Thankfully, gone is the sweltering heat and oppressive humidity. There’s football and basketball, harvest parties, bonfires and campfires, hot dogs roasting and marshmallows over an open fire, steaming hot vegetable soup and cornbread, leftover Halloween candy, pumpkins and pies, pecans and acorns dropping from trees. Cotton scraps line road rights-of-way and Prairie fields, dark as chocolate, are plowed over and lay fallow ’til spring. Cherry trees are ablaze with red and gold, and leaves continuously flutter to the ground. I’ve tried photographing the fiery leaves lit by the morning sun, but nothing catches the brilliance like the naked eye.
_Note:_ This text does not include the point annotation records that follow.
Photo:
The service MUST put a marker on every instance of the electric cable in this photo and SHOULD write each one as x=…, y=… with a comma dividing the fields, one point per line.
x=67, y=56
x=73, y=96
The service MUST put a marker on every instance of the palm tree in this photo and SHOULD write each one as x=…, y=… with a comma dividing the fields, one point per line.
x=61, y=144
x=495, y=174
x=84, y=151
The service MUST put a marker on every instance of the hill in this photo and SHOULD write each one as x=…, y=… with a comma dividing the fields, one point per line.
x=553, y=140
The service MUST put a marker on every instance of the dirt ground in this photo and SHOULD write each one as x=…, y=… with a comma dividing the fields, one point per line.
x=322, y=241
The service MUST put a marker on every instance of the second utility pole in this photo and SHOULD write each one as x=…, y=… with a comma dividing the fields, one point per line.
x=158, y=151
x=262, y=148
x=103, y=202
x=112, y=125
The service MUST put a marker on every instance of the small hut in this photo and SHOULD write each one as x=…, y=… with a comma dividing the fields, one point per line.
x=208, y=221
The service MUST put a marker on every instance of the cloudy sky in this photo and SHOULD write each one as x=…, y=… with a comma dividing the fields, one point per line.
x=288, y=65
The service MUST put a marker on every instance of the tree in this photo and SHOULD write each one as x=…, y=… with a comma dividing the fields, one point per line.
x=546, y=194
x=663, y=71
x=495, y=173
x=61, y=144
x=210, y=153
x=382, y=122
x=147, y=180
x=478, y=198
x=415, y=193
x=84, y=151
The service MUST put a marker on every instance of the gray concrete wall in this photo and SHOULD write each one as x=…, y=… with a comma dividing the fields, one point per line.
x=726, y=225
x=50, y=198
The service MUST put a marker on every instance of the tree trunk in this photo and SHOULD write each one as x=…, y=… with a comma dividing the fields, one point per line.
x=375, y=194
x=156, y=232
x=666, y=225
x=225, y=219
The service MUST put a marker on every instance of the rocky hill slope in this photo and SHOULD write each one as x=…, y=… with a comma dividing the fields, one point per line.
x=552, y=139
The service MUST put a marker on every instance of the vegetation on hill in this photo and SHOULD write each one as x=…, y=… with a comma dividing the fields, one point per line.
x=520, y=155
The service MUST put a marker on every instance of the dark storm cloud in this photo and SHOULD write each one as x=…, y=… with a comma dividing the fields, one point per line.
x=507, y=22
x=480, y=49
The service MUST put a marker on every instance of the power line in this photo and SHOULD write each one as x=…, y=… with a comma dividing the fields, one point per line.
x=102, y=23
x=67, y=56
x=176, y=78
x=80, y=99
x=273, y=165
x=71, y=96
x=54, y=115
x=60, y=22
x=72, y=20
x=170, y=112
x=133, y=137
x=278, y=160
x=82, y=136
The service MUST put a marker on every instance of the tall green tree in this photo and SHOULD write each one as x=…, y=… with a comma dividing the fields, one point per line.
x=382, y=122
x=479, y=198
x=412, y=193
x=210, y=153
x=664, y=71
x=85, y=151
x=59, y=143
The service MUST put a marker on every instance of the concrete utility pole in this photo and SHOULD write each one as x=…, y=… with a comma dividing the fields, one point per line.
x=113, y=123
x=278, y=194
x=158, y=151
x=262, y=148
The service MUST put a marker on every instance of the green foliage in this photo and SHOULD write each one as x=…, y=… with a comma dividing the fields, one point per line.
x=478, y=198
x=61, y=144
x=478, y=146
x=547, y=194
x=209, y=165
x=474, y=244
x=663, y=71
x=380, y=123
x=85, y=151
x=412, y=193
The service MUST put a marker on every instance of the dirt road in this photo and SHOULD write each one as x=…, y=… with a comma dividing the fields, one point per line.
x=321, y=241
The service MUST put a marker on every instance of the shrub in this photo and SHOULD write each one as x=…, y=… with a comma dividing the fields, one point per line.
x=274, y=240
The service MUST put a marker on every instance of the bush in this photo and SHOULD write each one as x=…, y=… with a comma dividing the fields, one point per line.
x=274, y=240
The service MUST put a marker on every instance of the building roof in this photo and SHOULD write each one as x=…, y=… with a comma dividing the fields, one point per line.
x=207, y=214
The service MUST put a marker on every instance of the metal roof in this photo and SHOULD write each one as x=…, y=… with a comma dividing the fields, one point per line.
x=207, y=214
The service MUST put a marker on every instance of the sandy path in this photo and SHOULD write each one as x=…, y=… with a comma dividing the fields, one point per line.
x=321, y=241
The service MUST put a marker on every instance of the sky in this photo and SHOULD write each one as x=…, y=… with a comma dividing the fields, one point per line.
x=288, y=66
As the nights slip closer to 40s, even dipping into 30s, potted plants vanish from porches and take their places in the greenhouse. It’s a big job moving them, but it pleases me in the winter to see green things growing. It will take a good bit of care as they need watering and watching during plummeting temperatures.
Oddly enough, deer come closer to the house in fall. Usually by now there’s little greenery for deer to eat and they come to the flower beds and boxes. This year there is plenty of green, but they still come. It’s a good sign fall has arrived when plants disappear from the window box, as they did last week along with the potato vine on the fence.
Beside the front steps, pressed deep into the mud, are split hoof prints. In the open fields deer graze and bed down for the night. The cats, Harry and Wilhelmina, are frisky. Wilhelmina ran down a mouse the size of a thumb; Harry catches leaves midair. Possums skirt the irises and sunflowers at the lake’s edge. Night animals are on the prowl.
Last week we took the “Gator” and a flashlight and looked for night critters. It’s a fall/winter moonlight activity here in the Prairie. The old Gator goes about 4 miles per hour, which is plenty fast as we are in no hurry. Wild animals are less afraid of the sound of a machine than they are of a man walking. Many times, they stand and stare, much like deer seen grazing on the edge of a busy highway.
Sam took discarded boards from an old Halloween display and fashioned them into an armadillo trap. One board says “spooky ghosts.” He’s live-trapped three already. On cool nights critters are on the move. The season, it is a changin’.